To create my presentation about Ebenezer Poulson’s painting of a slaver ship, I used Penobscot Marine Museum’s online collections database.  There are over 500 depictions of ships, 100,000 photographs, and partial information on the extensive maritime history archives in the museum library. 

The current level of tagging is not robust and that makes the search function awkward, but persistence helps.  I used the description field the most often for entering a keyword on the topic I am looking for.  I found it does not help to enter two words, because the search engine does not narrow the search to artifacts where both words are in the description, but instead lists everything with one word or the other.  I recommend narrowing the search by unchecking every category but one: either archives, or photos, or objects.  Objects include paintings of vessels, portraits of sea captains, ship models, and other maritime artifacts.  Photos include images of vessels, shipyards, and towns, as well as people.  However there aren’t many photographs from before 1890.

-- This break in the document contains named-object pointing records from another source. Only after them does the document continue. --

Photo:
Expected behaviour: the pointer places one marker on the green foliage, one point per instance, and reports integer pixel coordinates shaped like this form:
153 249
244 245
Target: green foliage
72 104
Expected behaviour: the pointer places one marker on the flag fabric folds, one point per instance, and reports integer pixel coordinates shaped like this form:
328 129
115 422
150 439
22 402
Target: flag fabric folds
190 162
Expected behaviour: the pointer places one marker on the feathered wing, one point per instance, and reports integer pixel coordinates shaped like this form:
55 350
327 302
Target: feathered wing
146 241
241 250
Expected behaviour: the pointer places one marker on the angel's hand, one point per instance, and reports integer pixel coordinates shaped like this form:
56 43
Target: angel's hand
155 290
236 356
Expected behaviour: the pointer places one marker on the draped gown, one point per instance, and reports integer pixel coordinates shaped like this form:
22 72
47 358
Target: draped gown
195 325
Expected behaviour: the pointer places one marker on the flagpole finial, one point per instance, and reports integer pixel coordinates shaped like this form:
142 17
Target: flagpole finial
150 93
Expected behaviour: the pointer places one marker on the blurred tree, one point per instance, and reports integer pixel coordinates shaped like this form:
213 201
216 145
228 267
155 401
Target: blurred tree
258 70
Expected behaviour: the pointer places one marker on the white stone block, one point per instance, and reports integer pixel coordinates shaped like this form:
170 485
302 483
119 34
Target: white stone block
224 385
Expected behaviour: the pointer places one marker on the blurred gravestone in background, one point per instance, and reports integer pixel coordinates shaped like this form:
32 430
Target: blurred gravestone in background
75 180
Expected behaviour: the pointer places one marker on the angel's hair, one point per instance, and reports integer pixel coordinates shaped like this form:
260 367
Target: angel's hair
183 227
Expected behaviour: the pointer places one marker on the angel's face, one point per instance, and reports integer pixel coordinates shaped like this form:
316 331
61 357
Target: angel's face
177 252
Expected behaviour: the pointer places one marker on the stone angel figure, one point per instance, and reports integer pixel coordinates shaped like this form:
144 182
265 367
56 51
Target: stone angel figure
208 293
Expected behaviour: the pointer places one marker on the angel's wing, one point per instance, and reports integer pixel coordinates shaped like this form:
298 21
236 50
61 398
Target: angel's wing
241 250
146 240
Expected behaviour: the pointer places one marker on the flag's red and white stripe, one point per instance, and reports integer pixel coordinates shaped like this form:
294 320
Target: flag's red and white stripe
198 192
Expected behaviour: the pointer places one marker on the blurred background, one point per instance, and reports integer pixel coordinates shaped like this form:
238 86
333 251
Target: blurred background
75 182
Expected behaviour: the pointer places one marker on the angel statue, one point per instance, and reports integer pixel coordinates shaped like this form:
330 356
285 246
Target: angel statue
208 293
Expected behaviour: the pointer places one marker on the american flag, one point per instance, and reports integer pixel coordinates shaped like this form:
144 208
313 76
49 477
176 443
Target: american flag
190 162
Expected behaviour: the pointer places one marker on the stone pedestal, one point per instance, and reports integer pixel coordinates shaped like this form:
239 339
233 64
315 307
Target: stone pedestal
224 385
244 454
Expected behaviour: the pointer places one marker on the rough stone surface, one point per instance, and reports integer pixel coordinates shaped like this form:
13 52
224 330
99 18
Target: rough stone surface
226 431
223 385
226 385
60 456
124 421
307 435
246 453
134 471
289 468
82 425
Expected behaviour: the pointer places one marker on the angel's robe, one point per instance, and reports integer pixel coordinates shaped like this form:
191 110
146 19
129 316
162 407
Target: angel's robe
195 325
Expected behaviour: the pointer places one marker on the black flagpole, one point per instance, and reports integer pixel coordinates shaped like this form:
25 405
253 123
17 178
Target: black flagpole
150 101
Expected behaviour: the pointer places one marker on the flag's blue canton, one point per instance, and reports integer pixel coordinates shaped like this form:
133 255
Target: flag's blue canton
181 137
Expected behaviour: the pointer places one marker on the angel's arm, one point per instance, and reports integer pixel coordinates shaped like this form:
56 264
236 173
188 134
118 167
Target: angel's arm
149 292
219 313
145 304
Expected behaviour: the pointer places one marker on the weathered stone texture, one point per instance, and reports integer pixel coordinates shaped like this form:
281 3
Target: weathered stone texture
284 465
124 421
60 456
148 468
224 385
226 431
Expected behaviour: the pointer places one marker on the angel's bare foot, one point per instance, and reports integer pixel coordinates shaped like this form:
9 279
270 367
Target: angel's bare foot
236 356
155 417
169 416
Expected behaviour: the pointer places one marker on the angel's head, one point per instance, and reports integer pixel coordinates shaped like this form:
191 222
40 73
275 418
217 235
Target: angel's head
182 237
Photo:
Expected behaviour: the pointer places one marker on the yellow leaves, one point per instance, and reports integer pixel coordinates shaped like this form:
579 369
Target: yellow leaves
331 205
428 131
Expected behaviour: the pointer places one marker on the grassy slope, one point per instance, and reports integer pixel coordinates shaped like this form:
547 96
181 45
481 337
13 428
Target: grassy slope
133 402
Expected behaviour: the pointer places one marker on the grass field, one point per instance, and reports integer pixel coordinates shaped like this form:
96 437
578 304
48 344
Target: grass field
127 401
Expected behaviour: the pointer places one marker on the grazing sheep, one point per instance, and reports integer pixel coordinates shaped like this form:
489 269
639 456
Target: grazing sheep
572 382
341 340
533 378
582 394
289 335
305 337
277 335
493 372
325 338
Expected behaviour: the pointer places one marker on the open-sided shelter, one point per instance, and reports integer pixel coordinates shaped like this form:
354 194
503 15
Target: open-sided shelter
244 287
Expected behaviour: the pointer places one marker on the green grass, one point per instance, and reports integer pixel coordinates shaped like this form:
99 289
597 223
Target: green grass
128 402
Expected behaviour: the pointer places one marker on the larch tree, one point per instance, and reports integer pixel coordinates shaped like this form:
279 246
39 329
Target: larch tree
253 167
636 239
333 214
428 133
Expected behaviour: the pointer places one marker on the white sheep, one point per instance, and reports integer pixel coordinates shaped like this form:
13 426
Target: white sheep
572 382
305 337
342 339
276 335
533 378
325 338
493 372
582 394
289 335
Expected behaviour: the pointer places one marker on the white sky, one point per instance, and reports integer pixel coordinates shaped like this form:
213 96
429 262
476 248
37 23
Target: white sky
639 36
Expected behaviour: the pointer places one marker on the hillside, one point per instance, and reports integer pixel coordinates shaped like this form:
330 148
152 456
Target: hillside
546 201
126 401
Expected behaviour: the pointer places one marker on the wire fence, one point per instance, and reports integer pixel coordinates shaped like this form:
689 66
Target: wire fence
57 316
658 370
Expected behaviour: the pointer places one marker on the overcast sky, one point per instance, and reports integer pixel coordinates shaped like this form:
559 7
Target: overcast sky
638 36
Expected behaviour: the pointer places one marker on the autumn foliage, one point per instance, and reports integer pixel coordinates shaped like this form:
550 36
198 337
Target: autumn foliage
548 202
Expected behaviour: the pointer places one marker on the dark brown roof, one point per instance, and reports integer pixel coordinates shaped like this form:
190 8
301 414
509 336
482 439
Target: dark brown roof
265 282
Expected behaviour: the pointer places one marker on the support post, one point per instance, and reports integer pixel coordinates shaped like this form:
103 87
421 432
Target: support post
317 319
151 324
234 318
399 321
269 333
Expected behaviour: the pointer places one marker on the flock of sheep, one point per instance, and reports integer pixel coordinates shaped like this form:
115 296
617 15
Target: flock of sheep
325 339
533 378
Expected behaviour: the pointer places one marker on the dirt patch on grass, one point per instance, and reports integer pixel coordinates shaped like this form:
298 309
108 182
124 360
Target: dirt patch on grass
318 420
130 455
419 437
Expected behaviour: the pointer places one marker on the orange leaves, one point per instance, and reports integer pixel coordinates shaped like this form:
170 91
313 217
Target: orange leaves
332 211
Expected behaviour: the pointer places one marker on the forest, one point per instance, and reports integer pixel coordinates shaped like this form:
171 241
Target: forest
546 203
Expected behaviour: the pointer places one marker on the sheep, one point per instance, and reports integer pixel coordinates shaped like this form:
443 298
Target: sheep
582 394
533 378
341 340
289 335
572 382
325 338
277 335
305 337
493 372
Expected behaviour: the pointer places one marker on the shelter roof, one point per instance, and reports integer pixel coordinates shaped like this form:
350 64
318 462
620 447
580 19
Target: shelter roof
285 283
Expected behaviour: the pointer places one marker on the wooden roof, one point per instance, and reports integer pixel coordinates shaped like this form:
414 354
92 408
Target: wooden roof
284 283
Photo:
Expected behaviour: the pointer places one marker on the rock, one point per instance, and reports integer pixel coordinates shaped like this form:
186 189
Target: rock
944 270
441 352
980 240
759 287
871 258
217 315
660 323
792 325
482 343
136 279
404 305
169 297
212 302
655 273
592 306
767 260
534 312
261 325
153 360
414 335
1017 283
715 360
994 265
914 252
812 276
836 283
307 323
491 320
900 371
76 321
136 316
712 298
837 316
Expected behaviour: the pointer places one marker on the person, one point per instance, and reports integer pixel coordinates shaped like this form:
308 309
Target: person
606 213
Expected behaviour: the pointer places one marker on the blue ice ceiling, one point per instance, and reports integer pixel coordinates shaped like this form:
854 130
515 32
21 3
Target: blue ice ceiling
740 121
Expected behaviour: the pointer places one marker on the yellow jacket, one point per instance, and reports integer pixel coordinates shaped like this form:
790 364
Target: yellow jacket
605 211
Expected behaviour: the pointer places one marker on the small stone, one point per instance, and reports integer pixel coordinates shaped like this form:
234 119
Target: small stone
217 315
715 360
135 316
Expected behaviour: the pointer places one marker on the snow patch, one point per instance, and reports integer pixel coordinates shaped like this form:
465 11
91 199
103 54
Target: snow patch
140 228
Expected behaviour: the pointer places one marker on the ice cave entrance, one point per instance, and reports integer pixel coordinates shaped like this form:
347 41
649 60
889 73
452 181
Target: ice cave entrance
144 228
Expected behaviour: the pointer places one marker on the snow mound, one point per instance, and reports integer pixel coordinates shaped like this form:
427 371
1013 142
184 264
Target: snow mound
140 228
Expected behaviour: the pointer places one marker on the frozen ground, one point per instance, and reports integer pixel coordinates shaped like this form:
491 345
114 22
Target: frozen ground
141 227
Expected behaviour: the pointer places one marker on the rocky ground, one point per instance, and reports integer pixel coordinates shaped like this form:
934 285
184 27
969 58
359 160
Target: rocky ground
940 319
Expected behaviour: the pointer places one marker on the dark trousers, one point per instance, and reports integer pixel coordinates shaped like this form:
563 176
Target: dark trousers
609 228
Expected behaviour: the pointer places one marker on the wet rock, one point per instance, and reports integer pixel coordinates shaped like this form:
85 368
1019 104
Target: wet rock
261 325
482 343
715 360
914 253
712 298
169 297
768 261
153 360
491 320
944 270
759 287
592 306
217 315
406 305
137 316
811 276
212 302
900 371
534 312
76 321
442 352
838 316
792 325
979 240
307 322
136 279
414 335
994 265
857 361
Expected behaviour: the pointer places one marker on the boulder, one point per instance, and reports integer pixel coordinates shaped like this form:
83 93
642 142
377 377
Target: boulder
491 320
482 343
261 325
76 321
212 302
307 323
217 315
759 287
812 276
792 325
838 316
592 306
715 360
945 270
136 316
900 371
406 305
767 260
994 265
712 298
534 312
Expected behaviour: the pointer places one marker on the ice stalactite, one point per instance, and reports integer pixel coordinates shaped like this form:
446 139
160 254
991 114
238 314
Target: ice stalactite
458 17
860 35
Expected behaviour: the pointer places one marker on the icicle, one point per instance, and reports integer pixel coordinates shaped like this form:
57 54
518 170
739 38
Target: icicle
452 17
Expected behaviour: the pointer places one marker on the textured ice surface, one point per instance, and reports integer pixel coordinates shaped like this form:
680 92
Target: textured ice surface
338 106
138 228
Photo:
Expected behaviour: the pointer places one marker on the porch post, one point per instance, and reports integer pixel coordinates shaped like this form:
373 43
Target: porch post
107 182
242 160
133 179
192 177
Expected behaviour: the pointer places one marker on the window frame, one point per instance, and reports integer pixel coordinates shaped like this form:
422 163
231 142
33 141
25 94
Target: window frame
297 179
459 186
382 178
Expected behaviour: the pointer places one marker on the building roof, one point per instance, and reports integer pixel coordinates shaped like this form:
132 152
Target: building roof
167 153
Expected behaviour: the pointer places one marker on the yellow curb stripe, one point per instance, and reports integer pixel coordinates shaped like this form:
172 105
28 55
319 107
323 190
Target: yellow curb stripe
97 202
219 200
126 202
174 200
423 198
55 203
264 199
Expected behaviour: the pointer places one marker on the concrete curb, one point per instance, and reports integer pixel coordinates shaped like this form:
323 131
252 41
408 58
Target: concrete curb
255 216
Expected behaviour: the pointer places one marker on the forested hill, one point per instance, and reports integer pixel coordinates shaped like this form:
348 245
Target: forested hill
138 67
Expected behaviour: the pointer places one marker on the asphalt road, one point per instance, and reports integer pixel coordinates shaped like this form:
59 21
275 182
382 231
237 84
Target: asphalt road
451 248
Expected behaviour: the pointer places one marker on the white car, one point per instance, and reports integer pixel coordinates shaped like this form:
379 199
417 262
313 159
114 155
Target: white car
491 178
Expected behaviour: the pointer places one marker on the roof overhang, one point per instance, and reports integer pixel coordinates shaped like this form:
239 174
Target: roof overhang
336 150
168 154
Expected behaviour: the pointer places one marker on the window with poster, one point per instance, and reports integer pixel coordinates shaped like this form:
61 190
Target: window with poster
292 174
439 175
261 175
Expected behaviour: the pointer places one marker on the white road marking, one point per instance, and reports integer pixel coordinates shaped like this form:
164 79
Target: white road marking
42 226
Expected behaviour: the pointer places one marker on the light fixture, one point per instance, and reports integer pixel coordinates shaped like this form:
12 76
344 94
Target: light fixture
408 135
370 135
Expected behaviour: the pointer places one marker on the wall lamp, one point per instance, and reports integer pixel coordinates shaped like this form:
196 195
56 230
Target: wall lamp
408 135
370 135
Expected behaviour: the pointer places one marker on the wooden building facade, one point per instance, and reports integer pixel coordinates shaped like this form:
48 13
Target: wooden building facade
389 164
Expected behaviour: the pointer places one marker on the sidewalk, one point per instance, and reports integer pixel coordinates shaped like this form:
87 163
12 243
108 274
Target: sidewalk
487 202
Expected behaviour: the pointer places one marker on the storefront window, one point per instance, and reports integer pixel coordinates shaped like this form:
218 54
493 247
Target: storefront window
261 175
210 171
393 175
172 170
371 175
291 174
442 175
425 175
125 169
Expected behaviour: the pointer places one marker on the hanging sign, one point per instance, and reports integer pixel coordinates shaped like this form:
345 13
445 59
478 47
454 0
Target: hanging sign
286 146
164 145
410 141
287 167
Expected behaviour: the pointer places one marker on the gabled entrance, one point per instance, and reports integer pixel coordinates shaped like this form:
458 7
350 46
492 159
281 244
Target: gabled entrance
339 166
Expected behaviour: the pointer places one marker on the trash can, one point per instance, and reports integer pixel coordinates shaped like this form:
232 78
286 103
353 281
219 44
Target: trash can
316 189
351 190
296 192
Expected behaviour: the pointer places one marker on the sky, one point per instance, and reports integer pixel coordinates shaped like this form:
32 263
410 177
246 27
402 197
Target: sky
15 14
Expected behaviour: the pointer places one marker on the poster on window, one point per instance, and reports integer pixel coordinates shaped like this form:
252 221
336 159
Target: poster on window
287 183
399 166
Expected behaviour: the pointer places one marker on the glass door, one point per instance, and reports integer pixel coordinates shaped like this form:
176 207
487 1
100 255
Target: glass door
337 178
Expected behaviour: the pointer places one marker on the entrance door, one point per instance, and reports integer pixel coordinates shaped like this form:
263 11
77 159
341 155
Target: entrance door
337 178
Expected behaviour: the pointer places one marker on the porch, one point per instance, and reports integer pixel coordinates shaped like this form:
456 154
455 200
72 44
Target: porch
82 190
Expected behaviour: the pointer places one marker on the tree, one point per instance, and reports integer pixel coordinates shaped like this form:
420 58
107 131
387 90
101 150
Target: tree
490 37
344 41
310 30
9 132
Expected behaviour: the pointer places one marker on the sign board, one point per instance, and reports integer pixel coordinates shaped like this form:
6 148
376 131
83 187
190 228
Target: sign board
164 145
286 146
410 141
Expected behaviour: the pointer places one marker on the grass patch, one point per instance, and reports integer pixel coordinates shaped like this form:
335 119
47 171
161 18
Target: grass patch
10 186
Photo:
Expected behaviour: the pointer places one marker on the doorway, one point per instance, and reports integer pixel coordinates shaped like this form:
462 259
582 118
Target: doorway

Each artifact entry has a description, and many are very short, however some include more information and history connected to the object, and these proved useful for my purposes.  I also relied on books and documents, especially Maine’s Visible Black History H.H. Price and Gerald Talbot (2006) and A Sufficient Number K. E. McMahon (2013)

Sarah Cole
Museum Educator, Penobscot Marine Museum
scole@pmm-maine.org

2 thoughts on “Researching in Penobscot Marine Museums’s Online Collections Database

  1. I typed in “Slaver” and got 4 or 5 hits. One was a painting of a slaver being chased by an English Man-o-War. Another was about a sea Captain, Benjamin Franklin Carver, who captained a ship that was later converted to a slave ship and “The Brig. was later sold to a Brazilian firm and was converted
    into a slaver, making many voyages to Africa. She was finally captured by a British
    Man-of-war, with a cargo of Africans aboard, and destroyed in a river on the west
    coast of Africa.” What do these two hits indicate? that, while the slave trade thrived, after the Anti-Slavery Act of 1833 was passed in England, financing, equipping and, conducting a slave voyage was risky business. According an article in “The History Press”(https://www.thehistorypress.co.uk/articles/the-slavery-abolition-act-of-1833/ ), “The act had two major parts to it – the emancipation of all slaves throughout the British colonial empire except those held by the East India Company…” Could it have been the British were shutting down the East India’s competitors only?